“Impasse” politico de Brasil
Brasil enfrenta su peor crisis política desde que se restauró la democracia en 1985. Hasta hace poco parecía probable que la presidenta Dilma Rousseff finalizase su periodo presidencial -que termina el 2018-, aunque esto solo obedeciera a la renuencia de los partidos de oposición a hacerse cargo de rectificar la desastrosa situación económica creada por su Gobierno. Pero hoy, todo puede pasar. Al tratar de salvar a su predecesor, ‘Lula’ da Silva, Rousseff ha hecho que sea mucho más difícil salvar su propia presidencia. Ahora que el PMDB -en un momento el partido más grande de la coalición gobernante- ha abandonado al Gobierno, es posible que en el Congreso se alcancen los dos tercios de votos necesarios para destituirla.
No en todas las democracias los fiscales y los jueces disponen de la autonomía necesaria para investigar a empresarios multimillonarios o a un expresidente que en un momento gozó de gran popularidad. Eso es bueno, lo malo es que no se divisa por parte alguna el liderazgo político que Brasil requiere para salir de su crisis. En las encuestas de toda la región, los latinoamericanos afirman estar hartos de los políticos tradicionales. En Brasil, el problema de legitimidad política es especialmente agudo. No solo los líderes del Gobierno están bajo ataque; cuando dirigentes de la oposición se unieron a las manifestaciones callejeras hace dos semanas atrás, fueron recibidos con abucheos.
Tal vez Brasil sea el único país del mundo donde las tasas de interés de corto plazo altas pueden incrementar la inflación debido a que aumentan el déficit fiscal y la acumulación de deuda, y esto a su vez crea inquietud sobre una futura monetización.

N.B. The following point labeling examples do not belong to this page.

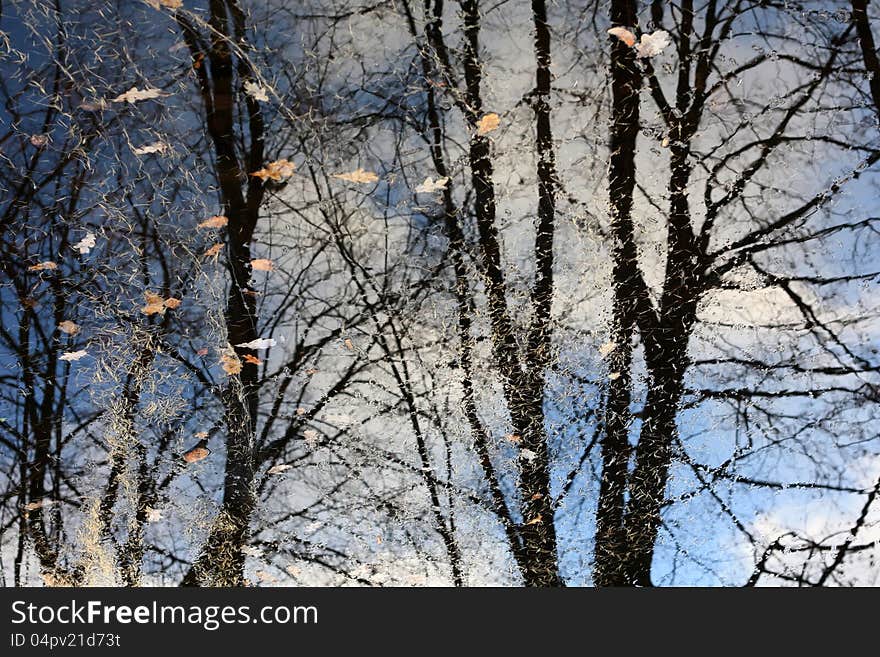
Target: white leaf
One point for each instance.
(134, 94)
(259, 343)
(256, 91)
(85, 244)
(607, 348)
(652, 45)
(430, 185)
(528, 454)
(156, 147)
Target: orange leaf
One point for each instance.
(196, 454)
(68, 327)
(488, 123)
(276, 170)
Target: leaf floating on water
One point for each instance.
(259, 343)
(134, 95)
(528, 454)
(230, 362)
(256, 91)
(262, 264)
(624, 35)
(196, 454)
(488, 123)
(48, 265)
(71, 328)
(429, 186)
(652, 45)
(607, 348)
(214, 251)
(277, 170)
(170, 4)
(357, 176)
(86, 244)
(155, 147)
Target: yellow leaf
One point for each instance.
(68, 327)
(357, 176)
(262, 264)
(230, 362)
(276, 170)
(488, 123)
(43, 266)
(217, 221)
(624, 35)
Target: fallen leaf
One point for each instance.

Por suerte, la denominación de su deuda es en la moneda nacional, lo que hace improbable una corrida de la deuda pública (que dejaría al Gobierno incapacitado para financiarse). Sin embargo, la situación fiscal de Brasil es insostenible. Según la conocida expresión del economista estadounidense Herbert Stein, “si algo no puede continuar para siempre, entonces se detendrá”. Un corolario a esta ley es que mientras más largo sea el proceso, mayores son las probabilidades de que su fin no sea bueno. Y este podría ser el caso de Brasil. Aunque Dilma sea destituida, no existe certeza de que su sucesor vaya a tener la voluntad política y el apoyo requeridos para llevar a cabo los cambios imprescindibles en la economía. A los inversores les gusta fantasear sobre reformas económicas realizadas por un gobierno posterior al de Rousseff, con Michel Temer como líder, pero es posible que este carezca de la voluntad o de los votos en el Congreso para impulsar reformas económicas. Y, de acuerdo a una encuesta reciente, contaría con solo el 16% de apoyo de los brasileños.
En un congreso en São Paulo el año pasado, un experto académico comparó los actuales escándalos en Brasil con las investigaciones “mani pulite” (manos limpias) en Italia a mediados de la década de 1990. En este país, la ciudadanía deseaba deshacerse de la manchada élite política y terminó con “Berlusconi, quien resultó mucho peor que todos los otros”. El mensaje es claro: Brasil puede enfrentar un futuro similar. El populismo con frecuencia florece cuando declina la legitimidad de las instituciones políticas. Pero los brasileños se merecen a alguien mejor que un Berlusconi (o un Trump).